Effektive Kommunikation und typische Fehler im Kommunikationsprozess in der Familie

Die beiden heimtückischen Feinde einer effektiven Familienkommunikation sind:

  • „die Gedanken lesen“ eines Partners;
  • Wunsch, ohne Worte verstanden zu werden.

Tatsächlich sind diese beiden Phänomene "siamesische Zwillinge", zwei Manifestationen derselben Sache – die Erwartung, dass es möglich ist, ohne Worte zu kommunizieren, basierend auf einem Gefühl der Liebe und einer magischen spirituellen Verbindung.

Dieses Merkmal der Kommunikation in der Familie hat eine reiche Geschichte. Viele Werke, die der Liebe gewidmet sind, verherrlichen diese besondere Seite davon – die Fähigkeit, einen anderen ohne Worte zu fühlen und zu verstehen, die Fähigkeit, von ihm ohne Erklärung verstanden zu werden. Eine große Anzahl von Menschen sieht ein solches gegenseitiges Verständnis nicht nur als das absolute Ideal von Liebesbeziehungen an, sondern auch als das einzig würdige Beziehungsmodell im Allgemeinen.

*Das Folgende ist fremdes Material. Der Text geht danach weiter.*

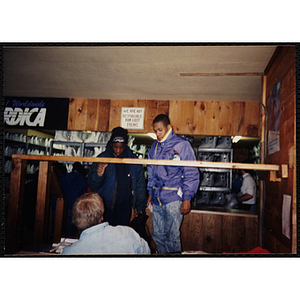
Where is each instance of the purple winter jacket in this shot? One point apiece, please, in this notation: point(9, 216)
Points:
point(172, 183)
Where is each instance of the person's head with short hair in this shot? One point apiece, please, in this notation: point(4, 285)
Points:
point(77, 166)
point(119, 140)
point(161, 125)
point(88, 211)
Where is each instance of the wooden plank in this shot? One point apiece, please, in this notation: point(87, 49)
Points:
point(181, 116)
point(220, 74)
point(41, 202)
point(71, 116)
point(115, 114)
point(80, 114)
point(15, 205)
point(252, 118)
point(189, 163)
point(238, 118)
point(59, 219)
point(225, 117)
point(103, 115)
point(93, 111)
point(60, 208)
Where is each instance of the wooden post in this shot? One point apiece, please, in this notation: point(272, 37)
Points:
point(15, 206)
point(42, 202)
point(59, 218)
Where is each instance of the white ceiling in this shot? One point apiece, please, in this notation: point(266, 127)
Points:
point(136, 72)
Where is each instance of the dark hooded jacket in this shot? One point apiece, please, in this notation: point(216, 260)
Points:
point(107, 185)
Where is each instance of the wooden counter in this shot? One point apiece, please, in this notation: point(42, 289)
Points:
point(217, 231)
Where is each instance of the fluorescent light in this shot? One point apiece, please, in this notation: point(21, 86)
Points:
point(236, 138)
point(152, 135)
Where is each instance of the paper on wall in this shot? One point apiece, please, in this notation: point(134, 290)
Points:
point(286, 216)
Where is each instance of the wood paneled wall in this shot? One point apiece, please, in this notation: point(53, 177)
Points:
point(216, 232)
point(187, 117)
point(282, 64)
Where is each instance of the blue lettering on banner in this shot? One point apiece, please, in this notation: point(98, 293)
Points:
point(16, 116)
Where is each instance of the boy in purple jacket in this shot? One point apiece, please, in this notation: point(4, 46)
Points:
point(170, 187)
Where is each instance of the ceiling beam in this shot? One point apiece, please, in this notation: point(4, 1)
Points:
point(221, 74)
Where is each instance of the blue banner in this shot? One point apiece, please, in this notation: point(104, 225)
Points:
point(32, 112)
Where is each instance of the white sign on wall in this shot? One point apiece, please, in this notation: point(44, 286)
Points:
point(132, 117)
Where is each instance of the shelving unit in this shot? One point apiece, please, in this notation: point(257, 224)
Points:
point(215, 184)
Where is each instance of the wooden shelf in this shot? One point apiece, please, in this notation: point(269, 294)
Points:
point(187, 163)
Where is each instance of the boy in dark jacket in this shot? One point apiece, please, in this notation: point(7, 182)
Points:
point(171, 188)
point(121, 186)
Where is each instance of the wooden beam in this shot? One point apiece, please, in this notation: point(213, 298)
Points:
point(59, 219)
point(221, 74)
point(60, 208)
point(42, 202)
point(133, 161)
point(15, 206)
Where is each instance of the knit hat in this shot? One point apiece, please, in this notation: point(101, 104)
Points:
point(119, 135)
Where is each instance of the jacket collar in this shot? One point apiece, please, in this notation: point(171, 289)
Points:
point(166, 135)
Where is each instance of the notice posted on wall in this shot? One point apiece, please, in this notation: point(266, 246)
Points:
point(286, 215)
point(132, 117)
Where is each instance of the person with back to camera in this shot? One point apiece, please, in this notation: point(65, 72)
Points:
point(245, 199)
point(98, 237)
point(121, 186)
point(247, 195)
point(170, 187)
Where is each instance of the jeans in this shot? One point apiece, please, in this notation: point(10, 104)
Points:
point(166, 221)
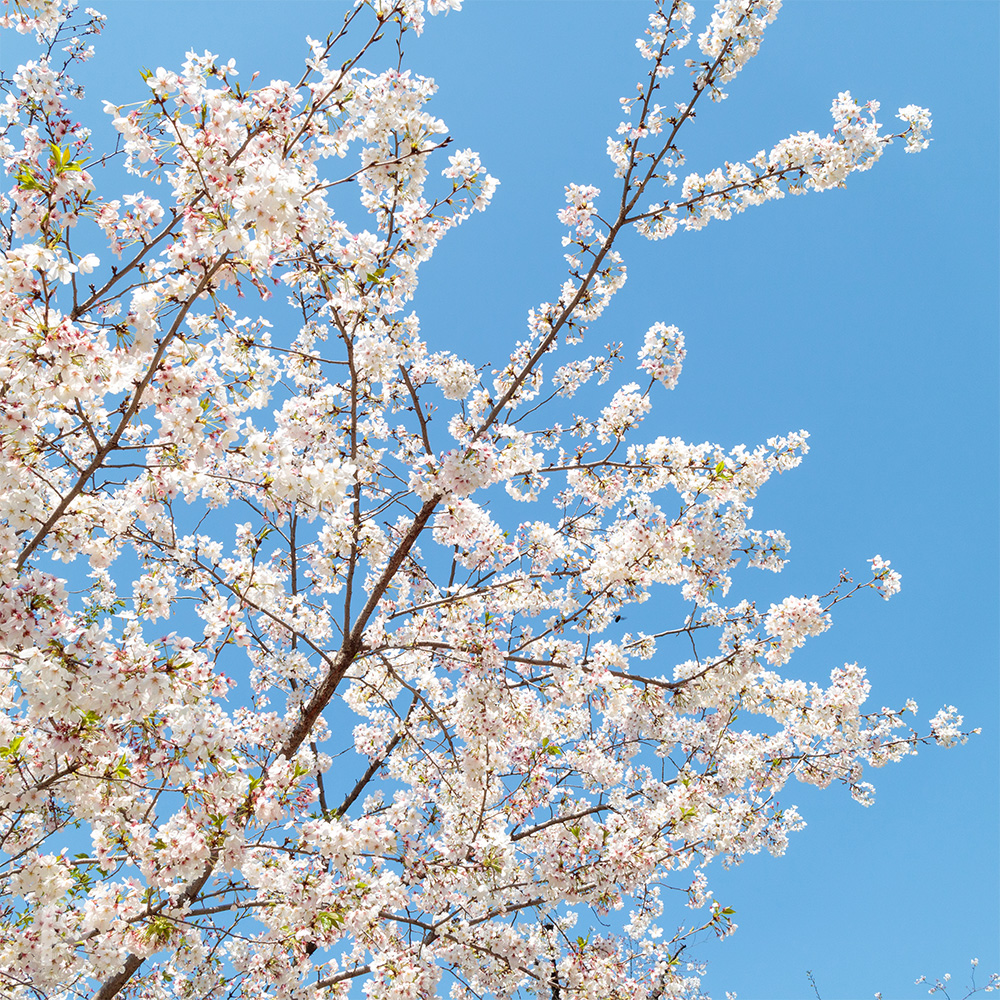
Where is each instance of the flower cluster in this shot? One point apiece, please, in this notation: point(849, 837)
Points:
point(395, 725)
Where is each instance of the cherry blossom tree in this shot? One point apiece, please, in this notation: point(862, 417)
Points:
point(397, 737)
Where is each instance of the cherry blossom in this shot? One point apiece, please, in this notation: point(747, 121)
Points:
point(315, 668)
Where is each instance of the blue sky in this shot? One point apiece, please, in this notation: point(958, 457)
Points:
point(867, 316)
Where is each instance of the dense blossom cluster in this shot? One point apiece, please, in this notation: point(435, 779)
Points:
point(396, 734)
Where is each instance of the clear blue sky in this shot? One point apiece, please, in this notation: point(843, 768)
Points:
point(866, 316)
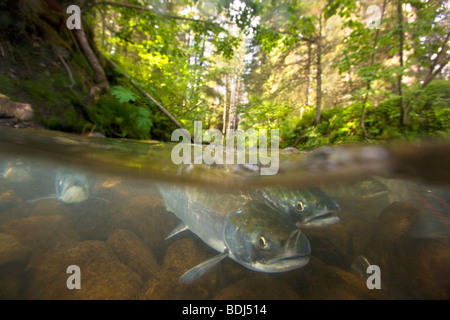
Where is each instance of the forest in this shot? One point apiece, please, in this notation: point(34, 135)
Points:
point(322, 72)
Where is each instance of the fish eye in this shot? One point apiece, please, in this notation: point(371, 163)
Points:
point(262, 243)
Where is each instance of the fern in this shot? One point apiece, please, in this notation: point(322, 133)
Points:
point(123, 94)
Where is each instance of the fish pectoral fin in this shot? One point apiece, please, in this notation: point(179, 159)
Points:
point(198, 271)
point(180, 228)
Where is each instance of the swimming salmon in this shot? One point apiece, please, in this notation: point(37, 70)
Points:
point(249, 231)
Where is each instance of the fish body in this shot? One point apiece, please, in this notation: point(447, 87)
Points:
point(72, 187)
point(249, 231)
point(307, 207)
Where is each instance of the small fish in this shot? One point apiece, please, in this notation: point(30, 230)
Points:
point(71, 187)
point(308, 207)
point(17, 170)
point(250, 232)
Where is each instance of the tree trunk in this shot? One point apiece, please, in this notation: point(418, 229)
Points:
point(224, 127)
point(99, 73)
point(403, 111)
point(369, 82)
point(308, 74)
point(319, 72)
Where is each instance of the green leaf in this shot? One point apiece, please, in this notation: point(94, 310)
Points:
point(123, 94)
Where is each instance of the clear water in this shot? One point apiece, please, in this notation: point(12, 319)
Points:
point(394, 217)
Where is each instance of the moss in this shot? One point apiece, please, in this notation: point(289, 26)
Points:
point(6, 85)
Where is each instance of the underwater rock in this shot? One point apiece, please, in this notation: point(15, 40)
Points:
point(42, 233)
point(12, 250)
point(21, 111)
point(90, 219)
point(8, 199)
point(49, 207)
point(14, 257)
point(259, 287)
point(329, 244)
point(146, 217)
point(411, 268)
point(133, 252)
point(103, 276)
point(318, 280)
point(358, 237)
point(181, 256)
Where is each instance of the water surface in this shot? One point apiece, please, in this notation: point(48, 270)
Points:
point(394, 213)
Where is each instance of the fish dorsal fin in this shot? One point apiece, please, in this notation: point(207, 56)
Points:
point(180, 228)
point(198, 271)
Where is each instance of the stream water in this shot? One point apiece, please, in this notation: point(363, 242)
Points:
point(83, 218)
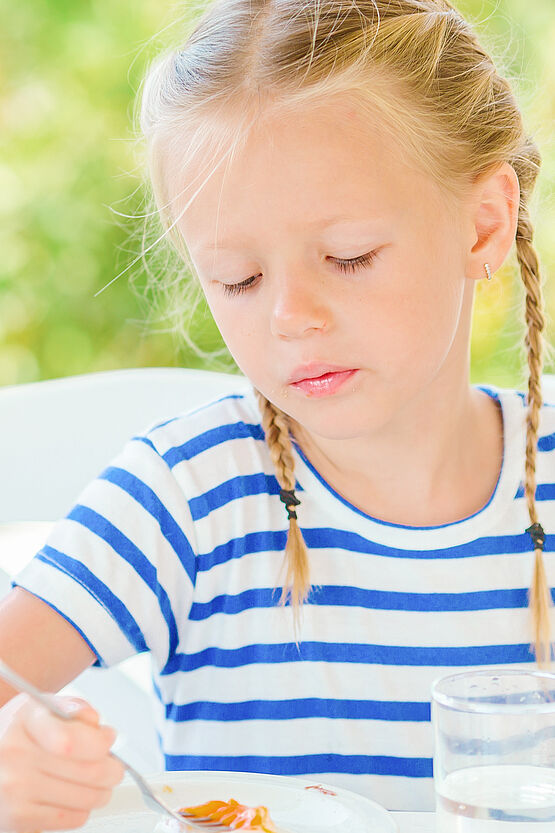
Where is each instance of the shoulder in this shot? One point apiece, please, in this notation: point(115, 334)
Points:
point(230, 420)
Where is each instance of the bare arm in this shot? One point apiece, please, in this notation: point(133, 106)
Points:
point(39, 643)
point(53, 772)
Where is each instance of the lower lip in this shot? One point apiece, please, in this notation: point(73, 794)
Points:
point(324, 385)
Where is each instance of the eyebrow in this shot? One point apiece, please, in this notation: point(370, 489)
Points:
point(325, 222)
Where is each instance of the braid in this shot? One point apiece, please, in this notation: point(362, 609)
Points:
point(276, 429)
point(540, 595)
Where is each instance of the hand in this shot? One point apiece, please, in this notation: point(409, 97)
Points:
point(53, 772)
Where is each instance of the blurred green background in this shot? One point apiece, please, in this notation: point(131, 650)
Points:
point(69, 72)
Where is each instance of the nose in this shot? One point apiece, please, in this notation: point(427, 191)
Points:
point(298, 306)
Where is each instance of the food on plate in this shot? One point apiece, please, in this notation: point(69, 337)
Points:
point(321, 789)
point(232, 814)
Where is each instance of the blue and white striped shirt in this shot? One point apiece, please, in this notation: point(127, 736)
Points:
point(177, 549)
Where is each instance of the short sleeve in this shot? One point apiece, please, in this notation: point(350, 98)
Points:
point(120, 567)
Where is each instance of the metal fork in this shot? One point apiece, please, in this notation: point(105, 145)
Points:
point(185, 820)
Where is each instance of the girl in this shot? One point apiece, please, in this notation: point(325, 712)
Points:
point(338, 177)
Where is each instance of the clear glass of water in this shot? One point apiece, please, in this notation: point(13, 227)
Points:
point(494, 751)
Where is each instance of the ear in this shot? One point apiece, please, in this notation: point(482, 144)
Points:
point(493, 218)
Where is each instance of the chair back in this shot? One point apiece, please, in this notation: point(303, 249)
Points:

Wenn eine Person, ohne auf eine Bitte zu warten, das tut, wovon ein anderer träumt, bedeutet dies, dass er liebt. Und wenn er gefragt wurde, und er hat es getan, dann ist das kein solcher Wert. Es wäre absurd, nicht zu würdigen, was eine Person aus freiem Willen getan hat, in dem Wissen, dass Sie damit zufrieden sein werden. Schließlich ist dies die wahre Manifestation der Liebe. Aber nein, er hat es nicht selbst erraten, nicht gespürt – es bedeutet, dass er unter Zwang stand, was bedeutet, dass an seiner Tat nichts Wertvolles liegt!

Jeder Mensch hat seine eigene Geschichte über typische Kommunikationsfehler in Form der Erwartung, ohne Worte verstanden zu werden, und über das sogenannte „Gedankenlesen“. Dies ist eine Geschichte aus der frühen Kindheit, aus der Zeit, in der ein Mensch noch nicht sprechen kann und bei allem sogar sehr großen und brennenden Verlangen seine Wünsche nicht in Worte fassen kann. Und die Eltern, also die wichtigsten Menschen für das Baby in diesem Moment, verstehen ihn trotzdem, „lesen seine Gedanken“ ohne Worte. Sie sehen ihr Kind liebevoll an und tun genau das, was es braucht – Schutz, Nahrung, Ablenkung von Problemen. Eltern antizipieren sogar die Wünsche des Kindes, sie wissen besser als er selbst, was es braucht.

Auf emotionaler Ebene bleibt diese Erfahrung in Erinnerung: die engsten, liebevollsten, die uns in die Augen schauten, unser Verhalten betrachteten, alles selbst verstanden, sie mussten nichts erklären. Wenn wir also unsere Familie gründen oder einfach nur eine Liebesbeziehung aufbauen, machen wir unbewusst Fehler im Kommunikationsprozess und erwarten, in einen glücklichen Zustand der Sicherheit, ständiger Fürsorge und des Verständnisses versetzt zu werden.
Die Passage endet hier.